Jun. 29th, 2025

garote: (ultima 6 bedroom 2)
(Paraphrased from Of Boys and Men: Why the Modern Male Is Struggling, Why It Matters, and What to Do About It.)

Six out of ten births to women without a high-school diploma occur out of wedlock. For women with a four-year college degree, that ratio is only one out of ten. And even if college educated women are not married by the time they have their first child, they are quite likely to be married by the time they have a second, usually to the man who is the father of both children.

Thus, marriage remains a central part of life to college-educated women, which seems like a contradiction: The women who are least likely to need a partner for economic support are the most likely to get married, and stay married.

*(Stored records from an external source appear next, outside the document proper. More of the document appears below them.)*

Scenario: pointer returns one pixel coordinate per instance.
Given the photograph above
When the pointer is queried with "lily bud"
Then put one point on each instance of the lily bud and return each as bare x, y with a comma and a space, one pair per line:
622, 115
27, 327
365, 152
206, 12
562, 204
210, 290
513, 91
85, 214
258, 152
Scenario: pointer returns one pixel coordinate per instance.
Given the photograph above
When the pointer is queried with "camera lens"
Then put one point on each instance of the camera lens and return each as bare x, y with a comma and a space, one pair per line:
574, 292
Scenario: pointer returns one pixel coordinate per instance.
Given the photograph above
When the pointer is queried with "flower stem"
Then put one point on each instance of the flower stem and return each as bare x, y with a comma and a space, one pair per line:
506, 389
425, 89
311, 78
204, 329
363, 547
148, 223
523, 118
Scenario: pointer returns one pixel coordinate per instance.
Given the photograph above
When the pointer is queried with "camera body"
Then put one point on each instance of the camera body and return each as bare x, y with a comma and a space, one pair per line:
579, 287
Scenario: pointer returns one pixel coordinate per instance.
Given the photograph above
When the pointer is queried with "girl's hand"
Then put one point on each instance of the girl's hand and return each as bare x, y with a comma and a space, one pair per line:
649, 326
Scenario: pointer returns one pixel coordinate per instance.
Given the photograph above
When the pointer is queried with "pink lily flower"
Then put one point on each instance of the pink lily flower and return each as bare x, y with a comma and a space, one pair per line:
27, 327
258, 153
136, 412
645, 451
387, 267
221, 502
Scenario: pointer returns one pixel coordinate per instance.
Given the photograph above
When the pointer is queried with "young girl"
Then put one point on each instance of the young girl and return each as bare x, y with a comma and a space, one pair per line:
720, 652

To resolve this contradiction we acknowledge a shift in the purpose of marriage: Partners now see it as a joint venture for the purpose of parenting. A shared commitment to invest in kids, more than a commitment to financially support a spouse. "'Till death do us part" has transformed into something more like "'til the kids get into college."



Middle-class men, in white collar jobs, have seen their wages stay high, or even grow, in the last 40 years. Their access to more resources has also given them the security to evolve beyond the traditional male role, which makes them attractive prospects for affluent women.

Those women still weigh a man by his economic success, but also seek one who is "modern": Willing to share the practical duties of child-raising, more emotionally sophisticated, more respectful of women's choices.

Meanwhile, working-class men have seen their wages collectively drop. This has hollowed out their value and usefulness in the traditional male role: They struggle to be providers. To working-class women, these men are risky marriage prospects. Many women in fact choose to avoid the risk of marrying a "deadbeat", and elect to remain single parents. Not because they can thrive as single parents, but because they don't want things to get worse.

So, high earners are pooling resources in a marriage to raise kids; low earners are shying away from marriage because it threatens what little they have. And since affluent parents invest much more heavily in their kids, those kids tend to go on and become high earners, cycling this class division forward into the next generation.

So what do you do, as a working-class guy, when you barely make enough money to support yourself, and the women who will date you don't see you as marrying material? Your work life is unstable, your social life is unstable, your religious practice has atrophied, and you still somehow need to finance the core of a new nuclear family, with spouse and home and car and kids, and keep it stable. But how? Everything is telling you to be something you can't reach. Your idea of what it means to be a man, of what your own personal destiny is, starts to drift.